The other day I was getting really frustrated by an issue with my iPad when it occurred to me that before I started doing frantic Google searches, I could try resetting it. I did, and the issue was solved.

My partner and I have a little Winnie the Pooh picture on a shelf in our living room. The quote on it says “Let’s begin by taking a smallish nap or two.”

When I remember to look at it, it always reminds me that it’s okay to “reset.”

What does it mean for us to “hit our inner reset button”?

Well, often when I work with a client, there’s a part of her that feels frantic about the issue that’s brought her to coaching. She’s convinced she needs to stay in this urgent space or the issue will never be resolved. If this frantic energy worked to solve the problem, however, she would never have sought out help. It’s fascinating how we can cling to the idea that “if I’m not super upset about it, nothing will change!”

I have the same tendency. I’ve gotten much better at observing it in myself, and calming it down before it wreaks further havoc, but, as I’ve often written here, going to the frantic push-push-push place tends to be my default.

So I, and my clients, need lots of reminders that, while the frantic feeling is indeed a signal to us that something needs our attention, we don’t have to solve the problem from that space.

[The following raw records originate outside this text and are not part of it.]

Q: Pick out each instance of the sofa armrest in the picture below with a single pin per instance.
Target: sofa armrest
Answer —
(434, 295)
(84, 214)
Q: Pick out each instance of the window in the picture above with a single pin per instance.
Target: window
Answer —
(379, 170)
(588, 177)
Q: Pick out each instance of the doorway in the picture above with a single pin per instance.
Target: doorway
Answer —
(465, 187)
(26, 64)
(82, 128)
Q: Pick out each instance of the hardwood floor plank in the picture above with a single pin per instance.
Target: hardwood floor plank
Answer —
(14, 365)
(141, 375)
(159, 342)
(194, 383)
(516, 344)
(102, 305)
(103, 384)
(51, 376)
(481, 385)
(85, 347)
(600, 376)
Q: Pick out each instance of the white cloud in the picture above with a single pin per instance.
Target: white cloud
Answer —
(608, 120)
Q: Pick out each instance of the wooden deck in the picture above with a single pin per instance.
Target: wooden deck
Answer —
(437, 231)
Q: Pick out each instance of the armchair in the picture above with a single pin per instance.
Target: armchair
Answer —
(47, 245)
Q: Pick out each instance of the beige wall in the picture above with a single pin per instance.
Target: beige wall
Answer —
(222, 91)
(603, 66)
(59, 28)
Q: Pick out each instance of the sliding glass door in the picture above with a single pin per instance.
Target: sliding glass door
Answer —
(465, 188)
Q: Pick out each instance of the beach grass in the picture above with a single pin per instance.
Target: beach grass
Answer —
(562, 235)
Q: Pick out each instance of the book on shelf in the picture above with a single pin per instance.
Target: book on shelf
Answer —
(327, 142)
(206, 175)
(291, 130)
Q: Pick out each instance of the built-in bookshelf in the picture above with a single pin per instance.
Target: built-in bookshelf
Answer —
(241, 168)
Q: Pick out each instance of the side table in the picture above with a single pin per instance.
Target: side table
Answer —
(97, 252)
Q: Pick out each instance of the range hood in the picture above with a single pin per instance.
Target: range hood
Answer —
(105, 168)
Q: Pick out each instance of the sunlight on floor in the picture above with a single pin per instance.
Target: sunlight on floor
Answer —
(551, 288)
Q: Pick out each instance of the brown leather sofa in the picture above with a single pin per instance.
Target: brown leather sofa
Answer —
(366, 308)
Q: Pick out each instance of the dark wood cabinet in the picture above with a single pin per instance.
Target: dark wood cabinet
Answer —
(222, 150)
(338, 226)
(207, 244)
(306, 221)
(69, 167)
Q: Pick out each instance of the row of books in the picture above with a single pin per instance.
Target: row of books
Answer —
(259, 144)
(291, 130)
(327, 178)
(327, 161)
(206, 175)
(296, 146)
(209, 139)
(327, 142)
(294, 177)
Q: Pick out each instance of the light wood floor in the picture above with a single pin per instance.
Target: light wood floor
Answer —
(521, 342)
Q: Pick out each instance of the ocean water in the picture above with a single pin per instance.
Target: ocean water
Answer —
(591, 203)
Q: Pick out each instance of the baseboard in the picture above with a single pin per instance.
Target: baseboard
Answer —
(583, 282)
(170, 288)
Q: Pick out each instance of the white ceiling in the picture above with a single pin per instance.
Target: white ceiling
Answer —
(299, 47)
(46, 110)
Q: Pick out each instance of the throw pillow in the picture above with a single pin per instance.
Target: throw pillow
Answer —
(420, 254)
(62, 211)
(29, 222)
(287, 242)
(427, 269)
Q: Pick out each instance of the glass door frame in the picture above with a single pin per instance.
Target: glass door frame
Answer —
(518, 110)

In fact, not only will trying to solve the problem from that space usually exacerbate the feeling of urgency, it also closes us off from a distinct possibility: That whatever we’re sure needs to be solved may not actually have an external “solution.” It may require an inner shift from us — or, at minimum, we are not likely to see the true solution until we have experienced an inner shift to presence.

This is what “hitting reset” feels like for me: Permission to exhale. The recognition that, in this moment, I can only be where I am, doing the one thing that calls to be done, now.

That one thing might be doing laundry that’s piling up; it might be taking a “smallish nap”, as Pooh would advise; it might be starting a new blog post; it might be paying a bill.

But before I do that one thing, I breathe. I reset. I look out the window at my neighbor walking his teeny tiny dogs. I watch my cat sleeping on her little cat sofa. I notice how my shirt feels against my skin, feel the floor or the ground beneath my feet.

I recognize just how much is good, how much is working, how much is supporting me right now.

Resetting in this way often points me to where I am putting too much pressure on myself. Pressure to do more than is possible in this day; pressure to respond to the needs of others; pressure to be more, accumulate more, produce more.

Sometimes a client will say to me some version of, “But if I don’t put this pressure on myself, won’t I stay small? Don’t I need to pressure myself in order to be all I can be?”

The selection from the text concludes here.